Includes (one designation per entity):
- Your business address — Useful if you have an established operational location you want reflected as the company’s principal office on public records and filings.
- Your counsel’s office — Useful if you want administrative consistency for filings or prefer an address managed by your legal team for formal documentation purposes.
- Another authorized address — Useful if you use a dedicated office location (e.g., corporate HQ, operations site, management office, or other permissible address) that better reflects where the business is managed.
- Mailing & Notice Addresses
-
Mailing & Notice Addresses apply when a mailing, correspondence, or notice address must be recorded for administrative or transactional use.
EDA does not determine where legal, contractual, tax, lender, or regulatory correspondence must be sent or whether any address satisfies notice or delivery requirements. All mailing and notice addresses must be supplied or approved in writing by you or your authorized advisors.
Includes (as designated):
- Your business address — Useful when you want day-to-day operational mail and notices delivered directly to the team managing the relationship or obligation.

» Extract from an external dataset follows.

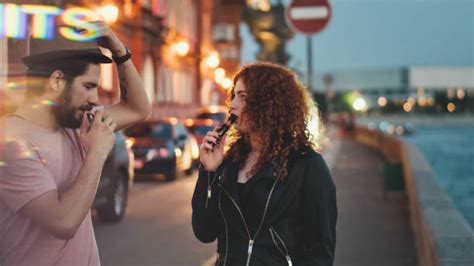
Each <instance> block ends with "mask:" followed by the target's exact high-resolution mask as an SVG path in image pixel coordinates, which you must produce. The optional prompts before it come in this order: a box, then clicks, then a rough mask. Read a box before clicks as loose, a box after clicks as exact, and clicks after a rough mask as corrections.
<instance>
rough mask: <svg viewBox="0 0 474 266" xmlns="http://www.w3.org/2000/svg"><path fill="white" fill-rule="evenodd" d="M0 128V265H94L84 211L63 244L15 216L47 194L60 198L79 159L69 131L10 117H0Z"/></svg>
mask: <svg viewBox="0 0 474 266" xmlns="http://www.w3.org/2000/svg"><path fill="white" fill-rule="evenodd" d="M0 129H1V130H2V132H1V133H0V137H1V138H3V143H0V145H1V150H0V265H2V266H10V265H15V266H21V265H28V266H30V265H37V266H41V265H81V266H82V265H94V266H95V265H100V261H99V252H98V249H97V244H96V240H95V237H94V229H93V227H92V220H91V214H90V211H89V213H88V214H87V216H86V217H85V219H84V221H82V224H81V225H80V227H79V229H78V230H77V233H76V234H75V236H74V237H73V238H71V239H69V240H63V239H58V238H56V237H54V236H53V235H51V234H50V233H48V232H47V231H46V230H44V229H43V228H41V227H39V226H38V225H36V224H35V223H34V222H33V221H31V220H30V219H29V218H28V217H26V216H24V215H22V213H21V208H22V207H23V206H25V204H27V203H28V202H30V201H31V200H33V199H35V198H36V197H38V196H40V195H42V194H44V193H46V192H48V191H51V190H58V192H59V194H61V193H62V192H64V191H65V190H66V189H67V188H68V187H69V185H70V184H71V183H72V182H73V181H74V179H75V178H76V177H77V175H78V173H79V170H80V168H81V165H82V156H83V155H81V152H82V151H81V150H80V149H82V146H81V145H80V144H79V145H78V142H77V140H76V137H75V135H76V134H75V132H74V130H71V129H58V130H55V131H53V130H48V129H44V128H41V127H39V126H36V125H34V124H32V123H30V122H28V121H26V120H23V119H22V118H19V117H15V116H7V117H4V118H2V119H1V120H0ZM1 135H3V136H1Z"/></svg>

- Your counsel’s office — Useful when you want legal or contractual notices routed through counsel for tracking, calendar control, and timely response handling.
- Another authorized address — Useful when you need mail directed to a designated recipient location (e.g., finance/AP address, lockbox, PO box where permitted, or a centralized administrative address) for consistent processing across vendors, lenders, or counterparties.
- Placeholder Address (Temporary Administrative Address)
-
Placeholder Address applies when a temporary administrative address is required to allow entity or transaction workflows to proceed before a final address is determined.
EDA does not determine whether a placeholder address is appropriate for any filing, transaction, or regulatory purpose and does not provide ongoing address services, mail handling, or registered agent services. Any placeholder address must be supplied or approved in writing by you or your authorized advisors.
Includes (common use cases):
- Formation filings — Useful when you need to submit initial entity paperwork before your principal office or mailing address is finalized.
- Qualification filings — Useful when you need to register in a jurisdiction before a permanent in-state or operating address is confirmed.
- Early-stage CRE transaction workflows — Useful when counterparties require an address to start diligence, onboarding, or paperwork while the final site/address is still pending.
- Address Corrections & Record Reconciliation
-
Address Corrections & Record Reconciliation applies when address information in public records or reference documents must be corrected, aligned, or conformed to your supplied instructions.
EDA does not determine which address is legally required, evaluate compliance implications, or advise on address suitability for statutory, regulatory, or contractual purposes. All corrective actions and target addresses must be supplied or approved in writing by you or your authorized advisors.
Includes:
- Cross-jurisdiction reconciliation — Comparing entity records across states and filings to reflect a single set of your supplied address instructions across administrative records.
- Multi-entity portfolio alignment — Standardizing address data across a group of related entities to reduce drift and administrative errors.
- Legacy/outdated address cleanup (internal records) — Normalizing and updating address data in your working set (intake sheets, trackers, templates) based on your supplied information.
- Corrective public-record updates (external records) — Preparing and submitting corrective filings or updates (when available) to align state/public records with your supplied address information.
- Reference document updates — Updating internal/admin forms and templates (e.g., banking, vendor, CRE, or operating docs) to reflect the reconciled addresses.